Equally perturbing—nay, alarming—he couldn’t seem to lift his hand from his leather purse. His fingers stuck fast as if spelled, the image of the little silver-cast leg dancing before his mind’s eye, its significance perplexing him.
Abandoning his resolution to ignore MacFie, he slanted a sidelong glance at the bastard. “A question,” he began, his voice scratchy from the threads of smoke wafting out of the pend’s archway and seeming deliberately to curl past his nose.
“Aye?” Gavin returned, his voice smooth as a fresh spring morn.
As casually as he could, Iain voiced his concern. “The ex-voto the postulant dropped… such offerings represent a body part in need of healing, do they not?”
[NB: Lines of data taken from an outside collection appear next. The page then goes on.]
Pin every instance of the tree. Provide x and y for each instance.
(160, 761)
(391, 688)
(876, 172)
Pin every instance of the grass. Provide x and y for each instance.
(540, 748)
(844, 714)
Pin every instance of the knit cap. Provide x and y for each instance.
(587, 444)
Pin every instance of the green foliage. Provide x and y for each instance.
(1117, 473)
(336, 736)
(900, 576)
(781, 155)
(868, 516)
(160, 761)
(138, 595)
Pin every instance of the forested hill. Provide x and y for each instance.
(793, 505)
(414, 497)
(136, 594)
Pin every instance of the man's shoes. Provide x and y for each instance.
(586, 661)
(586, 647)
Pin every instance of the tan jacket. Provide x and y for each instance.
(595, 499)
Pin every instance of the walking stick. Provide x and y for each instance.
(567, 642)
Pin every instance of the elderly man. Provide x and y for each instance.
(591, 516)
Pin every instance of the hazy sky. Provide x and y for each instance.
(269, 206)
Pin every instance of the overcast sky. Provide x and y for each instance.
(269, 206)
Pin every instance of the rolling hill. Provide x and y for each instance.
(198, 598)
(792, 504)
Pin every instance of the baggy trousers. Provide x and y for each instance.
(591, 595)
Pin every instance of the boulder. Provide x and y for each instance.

Gavin eyed him strangely, but inclined his head. “So it is believed. Or else whate’er part of the body received a healing, in which case they are tokens of appreciation to the miracle-spending saint.”
“Can you think of any other use for such votives?” Iain pressed, his fool hand still affixed to his purse.
“Not in holy places,” came Gavin’s swift reply.
Iain nodded agreement. He couldn’t think of any other use either… not wholesome ones anyway.
He swiped at his smoke-stung eyes again, blew out an exasperated breath.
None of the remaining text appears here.